Cheryl Clark, for HealthLeaders Media, October 25, 2012

In June, the Center for Medicare & Medicaid Innovation awarded the HVHC $26 million to expand its search for best practices in heart failure, high blood pressure, diabetes, and sepsis. Pneumonia, weight loss surgery, asthma, labor and delivery, and are on the list, too. An important component of that grant is to establish the best systems for enabling informed choice (shared decision-making), so patients have realistic expectations for procedures they agree to undergo, Weinstein says.

The collaborative now brings together 50 million patients from 15 organizations and their health systems, and every week, he says, "another healthcare system calls us asking to join. This is evidence of a groundswell of desire by these systems who understand that we're not getting this right. We better step up and do something."

The collaborative's next project, diabetes care, poses dozens of questions. "Do you need expensive medication versus a cheaper drug? How many times should we check blood sugar levels? And how many office visits do we need? And should we strive for a hemoglobin A1c of 7% or 6%? There's no protocol that's nationally accepted. Everybody now just does their own thing," Weinstein says.

Various procedures will be measured and worked into protocols that are tested and retested. "And I'm sure that we'll see lower cost and lower utilization of resources with better outcomes and more satisfied patients and providers as a result," he says.

While the HVHC may be the largest such collaborative, many others are launching smaller or system-specific projects. In addition to participating in HVHC, Intermountain has looked at practice variation within its hospitals, says VanNorman.

"It really requires a medical staff that has a culture of openness and sharing of data," he says. Some 60 physicians of the 250-member medical staff went through formal training to accomplish this, and the teams "are now accustomed to having our numbers put up on the wall."

At one Intermountain hospital, 245-licensed-bed Dixie Regional Medical Center in St.
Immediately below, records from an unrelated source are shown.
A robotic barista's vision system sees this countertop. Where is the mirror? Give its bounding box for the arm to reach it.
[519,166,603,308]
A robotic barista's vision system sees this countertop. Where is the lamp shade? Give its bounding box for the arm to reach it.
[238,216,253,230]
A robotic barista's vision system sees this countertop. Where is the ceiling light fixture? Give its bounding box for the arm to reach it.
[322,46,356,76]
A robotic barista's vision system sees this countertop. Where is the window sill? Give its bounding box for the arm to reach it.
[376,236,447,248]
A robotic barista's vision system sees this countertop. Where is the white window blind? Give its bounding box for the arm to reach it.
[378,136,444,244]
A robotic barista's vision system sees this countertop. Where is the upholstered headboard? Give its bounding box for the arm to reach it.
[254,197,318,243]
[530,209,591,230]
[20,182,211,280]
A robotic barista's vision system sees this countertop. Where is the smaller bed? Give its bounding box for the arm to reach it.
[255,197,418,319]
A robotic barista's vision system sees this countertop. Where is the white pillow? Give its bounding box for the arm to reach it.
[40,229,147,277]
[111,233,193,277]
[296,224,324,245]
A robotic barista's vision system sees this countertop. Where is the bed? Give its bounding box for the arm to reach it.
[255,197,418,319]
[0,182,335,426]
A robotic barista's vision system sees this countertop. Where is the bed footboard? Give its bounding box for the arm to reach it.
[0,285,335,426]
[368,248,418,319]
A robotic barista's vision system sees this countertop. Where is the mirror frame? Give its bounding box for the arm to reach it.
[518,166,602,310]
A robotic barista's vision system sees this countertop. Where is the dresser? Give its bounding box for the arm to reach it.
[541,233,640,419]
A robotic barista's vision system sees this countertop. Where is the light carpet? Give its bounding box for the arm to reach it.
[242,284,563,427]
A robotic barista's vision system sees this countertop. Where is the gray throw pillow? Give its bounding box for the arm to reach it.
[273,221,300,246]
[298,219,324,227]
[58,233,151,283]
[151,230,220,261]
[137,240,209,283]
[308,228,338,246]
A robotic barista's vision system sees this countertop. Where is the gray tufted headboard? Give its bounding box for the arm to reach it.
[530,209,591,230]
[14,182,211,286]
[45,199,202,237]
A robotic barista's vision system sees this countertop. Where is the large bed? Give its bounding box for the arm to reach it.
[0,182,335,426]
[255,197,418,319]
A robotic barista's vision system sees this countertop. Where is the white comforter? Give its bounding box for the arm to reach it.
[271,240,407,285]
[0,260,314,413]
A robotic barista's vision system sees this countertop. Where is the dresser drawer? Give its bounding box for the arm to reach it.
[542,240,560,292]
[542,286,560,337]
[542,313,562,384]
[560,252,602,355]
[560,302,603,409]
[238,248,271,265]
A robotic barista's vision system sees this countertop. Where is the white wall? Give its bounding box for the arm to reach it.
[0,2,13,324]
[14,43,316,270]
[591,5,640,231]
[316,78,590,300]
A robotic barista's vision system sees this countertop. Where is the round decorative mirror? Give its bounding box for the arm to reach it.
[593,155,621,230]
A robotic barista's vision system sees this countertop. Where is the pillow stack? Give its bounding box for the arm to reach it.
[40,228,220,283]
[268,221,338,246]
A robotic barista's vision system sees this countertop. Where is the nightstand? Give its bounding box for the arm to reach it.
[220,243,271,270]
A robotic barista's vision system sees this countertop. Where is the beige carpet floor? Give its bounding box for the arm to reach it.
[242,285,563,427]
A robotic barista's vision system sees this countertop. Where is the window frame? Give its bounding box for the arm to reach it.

George, Utah, removing practice variation throughout the system resulted in a half-day reduction in length of stay for pneumonia patients, and readmission rates were reduced by 5 percentage points between 2009 and 2011, from 14% to 8.8%.

"One of the things we learned is that we didn't have the patient and the family engaged enough. They weren't that clear why they were in the hospital to start with, much less what they had to do to get out of the hospital," says VanNorman. Now the patients and their family members receive a brochure that identifies on day one, day two, and day three, how much oxygen a patient is expected to use or what distance they should be able to walk.

"And by day three, you're probably doing everything you're supposed to and you can go home," he says.

Another Intermountain effort focused on better recognition of the earliest signs of inpatient sepsis, which has reduced its severity, cost, and length of stay, VanNorman says.